Reranking search results using the Cohere Rerank model

A reranking pipeline can rerank search results, providing a relevance score for each document in the search results with respect to the search query. The relevance score is calculated by a cross-encoder model.

This tutorial illustrates how to use the Cohere Rerank model in a reranking pipeline.

Replace the placeholders beginning with the prefix your_ with your own values.

Step 1: Register a Cohere Rerank model

Create a connector for the Cohere Rerank model:

  1. POST /_plugins/_ml/connectors/_create
  2. {
  3. "name": "cohere-rerank",
  4. "description": "The connector to Cohere reanker model",
  5. "version": "1",
  6. "protocol": "http",
  7. "credential": {
  8. "cohere_key": "your_cohere_api_key"
  9. },
  10. "parameters": {
  11. "model": "rerank-english-v2.0"
  12. },
  13. "actions": [
  14. {
  15. "action_type": "predict",
  16. "method": "POST",
  17. "url": "https://api.cohere.ai/v1/rerank",
  18. "headers": {
  19. "Authorization": "Bearer ${credential.cohere_key}"
  20. },
  21. "request_body": "{ \"documents\": ${parameters.documents}, \"query\": \"${parameters.query}\", \"model\": \"${parameters.model}\", \"top_n\": ${parameters.top_n} }",
  22. "pre_process_function": "connector.pre_process.cohere.rerank",
  23. "post_process_function": "connector.post_process.cohere.rerank"
  24. }
  25. ]
  26. }

copy

Use the connector ID from the response to register a Cohere Rerank model:

  1. POST /_plugins/_ml/models/_register?deploy=true
  2. {
  3. "name": "cohere rerank model",
  4. "function_name": "remote",
  5. "description": "test rerank model",
  6. "connector_id": "your_connector_id"
  7. }

copy

Note the model ID in the response; you’ll use it in the following steps.

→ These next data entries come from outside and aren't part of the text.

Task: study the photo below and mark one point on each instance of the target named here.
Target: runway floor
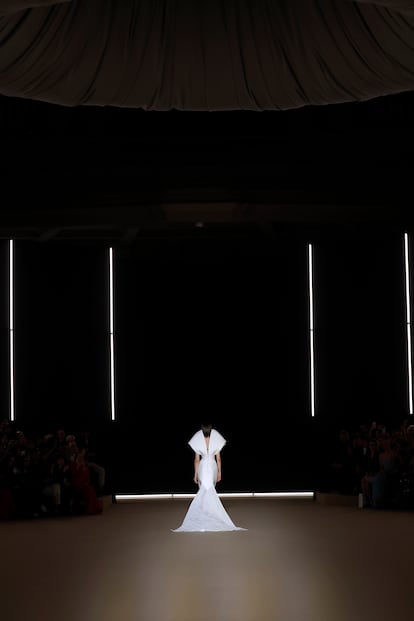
(298, 561)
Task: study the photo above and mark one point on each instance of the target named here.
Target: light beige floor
(298, 561)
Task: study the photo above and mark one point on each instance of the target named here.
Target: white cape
(206, 511)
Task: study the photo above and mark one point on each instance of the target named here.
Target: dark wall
(211, 327)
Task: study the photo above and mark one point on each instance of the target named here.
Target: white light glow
(11, 326)
(136, 497)
(111, 333)
(311, 331)
(408, 323)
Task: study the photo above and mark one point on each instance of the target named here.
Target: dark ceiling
(110, 173)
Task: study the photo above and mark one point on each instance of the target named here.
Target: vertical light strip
(111, 332)
(311, 332)
(408, 324)
(11, 326)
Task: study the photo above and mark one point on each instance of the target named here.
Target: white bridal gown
(206, 511)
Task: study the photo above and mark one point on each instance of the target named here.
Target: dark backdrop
(212, 326)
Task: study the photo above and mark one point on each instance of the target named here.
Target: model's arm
(196, 464)
(218, 460)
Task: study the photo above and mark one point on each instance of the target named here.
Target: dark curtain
(61, 336)
(360, 330)
(205, 55)
(213, 330)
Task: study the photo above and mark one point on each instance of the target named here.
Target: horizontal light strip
(134, 497)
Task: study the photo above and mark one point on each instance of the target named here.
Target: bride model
(206, 511)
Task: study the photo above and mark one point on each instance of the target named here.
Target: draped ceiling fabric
(205, 54)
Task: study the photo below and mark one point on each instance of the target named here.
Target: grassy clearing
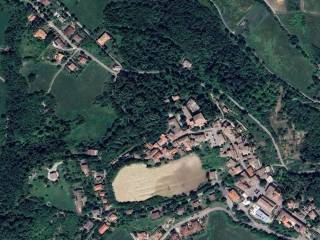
(76, 92)
(312, 5)
(39, 74)
(5, 13)
(221, 227)
(75, 96)
(307, 28)
(233, 11)
(96, 121)
(90, 13)
(272, 45)
(210, 158)
(3, 91)
(118, 234)
(58, 194)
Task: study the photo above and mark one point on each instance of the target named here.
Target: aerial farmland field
(136, 182)
(90, 13)
(76, 94)
(272, 45)
(221, 227)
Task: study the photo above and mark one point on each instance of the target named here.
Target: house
(186, 64)
(103, 39)
(88, 226)
(45, 2)
(192, 106)
(53, 176)
(69, 30)
(92, 152)
(85, 168)
(72, 67)
(82, 60)
(289, 221)
(117, 68)
(312, 215)
(274, 194)
(103, 228)
(266, 205)
(112, 217)
(175, 98)
(31, 18)
(77, 38)
(199, 120)
(190, 228)
(156, 214)
(142, 236)
(40, 34)
(58, 57)
(233, 195)
(97, 187)
(58, 42)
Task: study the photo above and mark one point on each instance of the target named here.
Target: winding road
(263, 128)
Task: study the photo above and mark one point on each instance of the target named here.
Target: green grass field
(312, 5)
(221, 227)
(89, 13)
(307, 28)
(118, 234)
(5, 14)
(2, 109)
(272, 45)
(210, 158)
(233, 11)
(58, 193)
(42, 74)
(75, 94)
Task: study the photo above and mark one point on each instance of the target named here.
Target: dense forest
(219, 58)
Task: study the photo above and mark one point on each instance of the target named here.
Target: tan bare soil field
(136, 182)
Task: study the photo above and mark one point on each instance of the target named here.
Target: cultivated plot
(136, 182)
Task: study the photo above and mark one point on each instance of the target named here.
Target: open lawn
(312, 5)
(221, 227)
(89, 13)
(3, 92)
(57, 193)
(307, 28)
(136, 182)
(75, 94)
(272, 45)
(210, 158)
(118, 234)
(39, 74)
(5, 14)
(232, 11)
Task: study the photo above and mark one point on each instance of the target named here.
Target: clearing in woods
(136, 182)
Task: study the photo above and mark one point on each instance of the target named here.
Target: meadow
(5, 14)
(75, 95)
(272, 45)
(233, 11)
(136, 182)
(56, 193)
(221, 227)
(312, 5)
(89, 13)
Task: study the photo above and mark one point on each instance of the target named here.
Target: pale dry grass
(136, 182)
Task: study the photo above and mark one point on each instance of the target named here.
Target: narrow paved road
(263, 128)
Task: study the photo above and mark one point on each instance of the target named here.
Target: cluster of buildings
(254, 190)
(178, 140)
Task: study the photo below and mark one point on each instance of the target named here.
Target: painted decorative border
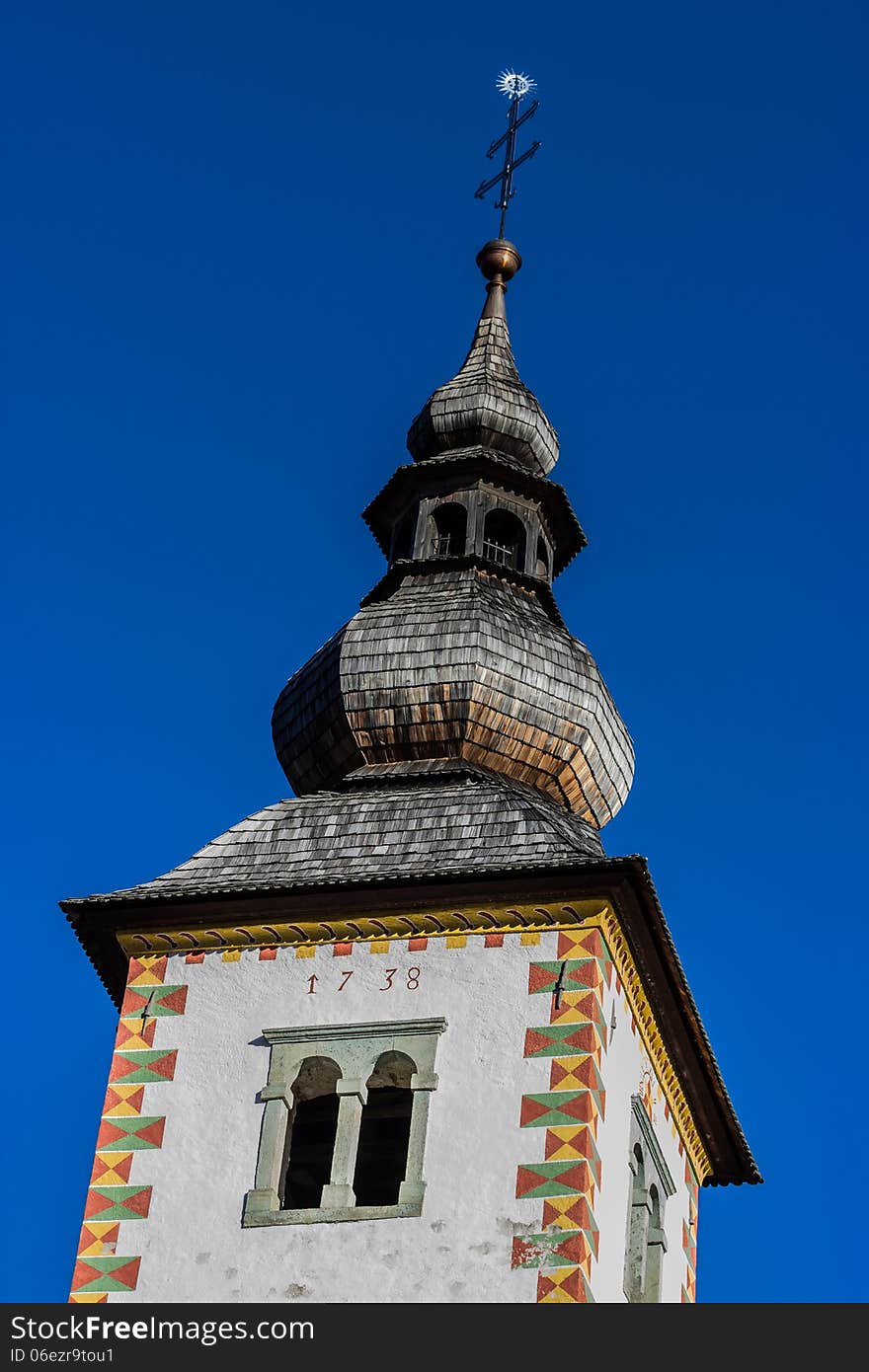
(454, 925)
(500, 919)
(125, 1131)
(689, 1237)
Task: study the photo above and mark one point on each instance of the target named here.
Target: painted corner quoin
(562, 1168)
(115, 1196)
(569, 1172)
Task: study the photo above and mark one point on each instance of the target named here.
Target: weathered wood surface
(459, 664)
(432, 826)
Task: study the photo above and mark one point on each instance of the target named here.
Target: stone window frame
(644, 1242)
(356, 1048)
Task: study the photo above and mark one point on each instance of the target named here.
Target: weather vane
(515, 87)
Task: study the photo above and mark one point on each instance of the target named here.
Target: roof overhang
(625, 882)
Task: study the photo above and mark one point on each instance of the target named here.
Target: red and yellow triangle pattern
(567, 1117)
(123, 1132)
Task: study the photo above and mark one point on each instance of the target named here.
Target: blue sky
(240, 245)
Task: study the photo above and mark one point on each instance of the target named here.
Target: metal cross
(559, 987)
(516, 87)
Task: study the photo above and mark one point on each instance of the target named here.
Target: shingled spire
(486, 401)
(459, 658)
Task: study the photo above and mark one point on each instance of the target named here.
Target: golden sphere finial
(499, 260)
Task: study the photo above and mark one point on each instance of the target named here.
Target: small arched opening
(654, 1252)
(449, 530)
(310, 1135)
(403, 537)
(541, 567)
(384, 1131)
(504, 539)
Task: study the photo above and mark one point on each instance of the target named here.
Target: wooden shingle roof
(470, 823)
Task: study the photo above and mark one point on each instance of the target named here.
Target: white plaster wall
(625, 1066)
(459, 1250)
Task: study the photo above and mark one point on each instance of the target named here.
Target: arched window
(449, 530)
(637, 1227)
(403, 537)
(542, 559)
(650, 1187)
(384, 1131)
(310, 1135)
(655, 1249)
(504, 539)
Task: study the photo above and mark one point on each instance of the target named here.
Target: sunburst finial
(515, 85)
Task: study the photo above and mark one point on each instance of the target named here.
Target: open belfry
(412, 1034)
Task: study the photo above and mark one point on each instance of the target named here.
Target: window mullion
(353, 1095)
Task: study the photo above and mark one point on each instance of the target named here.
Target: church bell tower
(412, 1034)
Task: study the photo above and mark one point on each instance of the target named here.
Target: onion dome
(486, 402)
(457, 660)
(457, 665)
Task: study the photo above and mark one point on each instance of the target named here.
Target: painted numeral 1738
(390, 973)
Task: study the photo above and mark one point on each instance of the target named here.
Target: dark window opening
(542, 559)
(310, 1135)
(504, 539)
(449, 534)
(384, 1132)
(403, 537)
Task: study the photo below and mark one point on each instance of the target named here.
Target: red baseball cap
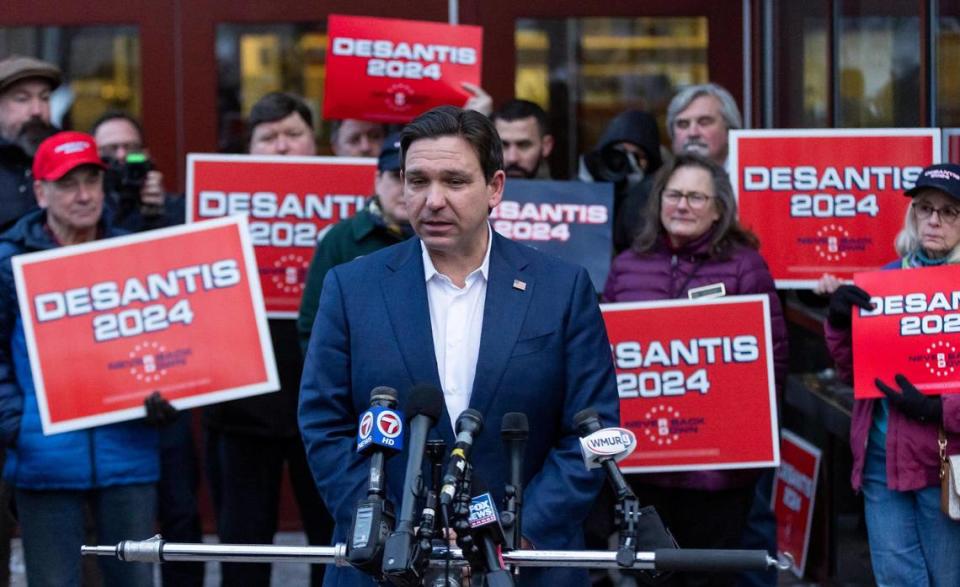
(63, 152)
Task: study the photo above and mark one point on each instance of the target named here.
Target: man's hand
(152, 194)
(842, 302)
(913, 404)
(159, 411)
(479, 99)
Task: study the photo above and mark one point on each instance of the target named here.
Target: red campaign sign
(826, 201)
(794, 494)
(696, 382)
(143, 313)
(391, 70)
(913, 330)
(951, 143)
(289, 201)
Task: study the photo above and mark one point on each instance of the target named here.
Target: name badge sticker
(714, 290)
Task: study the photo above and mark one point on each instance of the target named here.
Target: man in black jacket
(25, 87)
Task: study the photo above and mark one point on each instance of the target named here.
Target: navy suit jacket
(543, 351)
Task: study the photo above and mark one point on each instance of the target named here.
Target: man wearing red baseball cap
(68, 183)
(111, 469)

Test the model by calling the Predict API:

  1. POST _plugins/_ml/models/your_model_id/_predict
  2. {
  3. "parameters": {
  4. "query": "What is the capital of the United States?",
  5. "documents": [
  6. "Carson City is the capital city of the American state of Nevada.",
  7. "The Commonwealth of the Northern Mariana Islands is a group of islands in the Pacific Ocean. Its capital is Saipan.",
  8. "Washington, D.C. (also known as simply Washington or D.C., and officially as the District of Columbia) is the capital of the United States. It is a federal district.",
  9. "Capital punishment (the death penalty) has existed in the United States since beforethe United States was a country. As of 2017, capital punishment is legal in 30 of the 50 states."
  10. ],
  11. "top_n": 4
  12. }
  13. }

To ensure compatibility with the rerank pipeline, the top_n value must be the same as the length of the documents list.

You can customize the number of top documents returned in the response by providing the size parameter. For more information, see Step 2.3.

OpenSearch responds with the inference results:

  1. {
  2. "inference_results": [
  3. {
  4. "output": [
  5. {
  6. "name": "similarity",
  7. "data_type": "FLOAT32",
  8. "shape": [
  9. 1
  10. ],
  11. "data": [
  12. 0.10194652
  13. ]
  14. },
  15. {
  16. "name": "similarity",
  17. "data_type": "FLOAT32",
  18. "shape": [
  19. 1
  20. ],
  21. "data": [
  22. 0.0721122
  23. ]
  24. },
  25. {
  26. "name": "similarity",
  27. "data_type": "FLOAT32",
  28. "shape": [
  29. 1
  30. ],
  31. "data": [
  32. 0.98005307
  33. ]
  34. },
  35. {
  36. "name": "similarity",
  37. "data_type": "FLOAT32",
  38. "shape": [
  39. 1
  40. ],
  41. "data": [
  42. 0.27904198
  43. ]
  44. }
  45. ],
  46. "status_code": 200
  47. }
  48. ]
  49. }

The response contains four similarity objects. For each similarity object, the data array contains a relevance score for each document with respect to the query. The similarity objects are provided in the order of the input documents; the first object pertains to the first document. This differs from the default output of the Cohere Rerank model, which orders documents by relevance score. The document order is changed in the connector.post_process.cohere.rerank post-processing function in order to make the output compatible with a reranking pipeline.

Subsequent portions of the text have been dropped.